The ISM’s gauge of new orders dropped to the lowest level since records began in 1948, while export demand was also the weakest since those records started in 1988. The group’s employment index decreased to 29.9 from 34.2 in November.
The gauge of prices paid
fell to 18, the lowest level since 1949, reflecting the drop in commodity costs. Economists had projected that the measure, which averaged 65 in 2007, would drop to 20.
All 18 industries tracked by the group contracted last month, the first time that’s happened since Norbert Ore
took over as chairman of the ISM’s factory report in 1996.
“We’ve seen a tremendous amount of demand destruction,” Ore said during a conference call with reporters. “There is a significant inventory correction taking place,” he said, and added he couldn’t predict when manufacturing would recover.
Automakers have been among the hardest hit as November sales plunged to the lowest level
in a quarter century, according to industry figures. President George W. Bush announced Dec. 19 that General Motors and Chrysler will get $13.4 billion in initial government loans to keep operating while they restructure operations to return to profitability.
The carmakers last month expanded their traditional holiday shutdowns to clear out unwanted stock. Chrysler idled all 30 of its assembly plants on Dec. 17 for at least a month, while GM announced output cuts Dec. 12 that affected 20 plants.
The closings will extend into this month. Ford Motor Co. said 9 of 15 North American factories would shut for the first week in January.

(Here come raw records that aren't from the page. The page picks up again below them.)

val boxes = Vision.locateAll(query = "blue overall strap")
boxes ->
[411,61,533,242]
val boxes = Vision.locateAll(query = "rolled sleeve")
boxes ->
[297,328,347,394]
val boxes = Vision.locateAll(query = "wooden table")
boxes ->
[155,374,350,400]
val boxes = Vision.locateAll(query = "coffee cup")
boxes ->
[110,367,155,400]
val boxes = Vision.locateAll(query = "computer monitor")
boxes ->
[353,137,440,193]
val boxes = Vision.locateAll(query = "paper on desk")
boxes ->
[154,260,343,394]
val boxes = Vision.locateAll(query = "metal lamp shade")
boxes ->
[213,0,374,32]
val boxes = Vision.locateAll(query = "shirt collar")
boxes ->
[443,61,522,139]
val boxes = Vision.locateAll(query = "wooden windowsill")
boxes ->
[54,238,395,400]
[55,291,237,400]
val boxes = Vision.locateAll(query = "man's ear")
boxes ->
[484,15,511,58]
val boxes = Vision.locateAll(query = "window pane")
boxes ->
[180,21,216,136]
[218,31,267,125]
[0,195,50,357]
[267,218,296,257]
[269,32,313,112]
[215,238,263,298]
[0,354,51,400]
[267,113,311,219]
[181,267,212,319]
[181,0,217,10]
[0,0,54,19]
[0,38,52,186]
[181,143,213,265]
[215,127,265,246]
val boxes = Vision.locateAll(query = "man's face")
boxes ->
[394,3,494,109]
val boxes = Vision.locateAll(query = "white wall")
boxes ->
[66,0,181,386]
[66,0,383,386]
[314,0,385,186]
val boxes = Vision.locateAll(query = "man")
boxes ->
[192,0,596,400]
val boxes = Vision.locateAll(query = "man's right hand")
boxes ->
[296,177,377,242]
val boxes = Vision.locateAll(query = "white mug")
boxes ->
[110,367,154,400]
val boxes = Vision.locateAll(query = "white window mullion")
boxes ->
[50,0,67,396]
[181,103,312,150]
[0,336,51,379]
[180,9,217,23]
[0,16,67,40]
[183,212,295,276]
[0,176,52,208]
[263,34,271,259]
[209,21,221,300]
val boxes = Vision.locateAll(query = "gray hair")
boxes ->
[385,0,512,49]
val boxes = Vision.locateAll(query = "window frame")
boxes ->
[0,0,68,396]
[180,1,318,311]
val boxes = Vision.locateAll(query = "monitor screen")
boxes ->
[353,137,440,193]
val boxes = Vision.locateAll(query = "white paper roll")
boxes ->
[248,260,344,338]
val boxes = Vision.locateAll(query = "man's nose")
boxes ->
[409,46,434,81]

The U.S. Treasury this week issued broad guidelines for aid to the auto industry, opening the door to using taxpayer money to finance a wider array of companies, such as GM’s bankrupt former parts unit Delphi Corp.
The factory slump has spread well beyond autos as demand from abroad also weakens. Ingersoll-Rand Co., the maker of Thermo King and Hussmann refrigeration equipment, said last month that profit will fall short of fourth-quarter and full-year estimates after demand declined “sharply” in North America and Western Europe.
“Probably the U.S. and developed world are in recession,” General Electric Co. Chief Executive Officer Jeffrey Immelt said in his annual outlook address on Dec. 16. “The environment is still the toughest, for people of my generation, that we’ve ever seen.”
U.S. exports dropped in October for a third straight month, leading to an unexpected widening in the trade gap, figures from the Commerce Department last month showed. The drop indicated the economy was sinking even faster than previously estimated.